Saturday, March 1, 2008

Out Of It.

So, it's 3:19 PM right now.
Last night was fun, I was with Fred and Kara for most of it.

Today... I'm all over the place.

I feel out of it.
I'm having moments of realization, grandeur, and pessimism all at once, and it's scaring me.

I know why people don't like me.
I know why all of my relationships fail.
I know why 3/4 of my friends can't stand me
I know why I can't stand me

I'm afraid.
I'm afraid of who I already am, and who I could become.
I'm afraid of what I think.
I'm afraid of what this fucking blog has done to me.
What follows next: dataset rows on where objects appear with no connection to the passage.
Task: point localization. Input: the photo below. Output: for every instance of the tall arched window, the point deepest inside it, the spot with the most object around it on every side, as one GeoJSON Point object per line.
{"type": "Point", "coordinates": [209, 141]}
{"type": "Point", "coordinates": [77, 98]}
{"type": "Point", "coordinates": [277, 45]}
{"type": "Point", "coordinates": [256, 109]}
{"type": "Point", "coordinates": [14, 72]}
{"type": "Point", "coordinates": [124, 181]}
I have friends who drink, I don't.
I don't know why I don't, it's not some legal matter (me being under 21), or making a fool of myself (I do that regardless of alcohol in my system), and I'm not afraid of becoming an alcoholic...

I don't know why I don't drink.
I should.
It'd be a lot easier.

Maybe I'm weak because I don't drink, because I'm not afraid of the outcome, or what will happen to me.

I wish it wasn't so bright right now.

I don't know.

2 comments:

Anonymous said...

you're smart for not drinking. don't think you should just because everyone else does...

Josh Bennett. said...

Thanks for the comment, I don't know- we all question our beliefs sometimes, I do at least.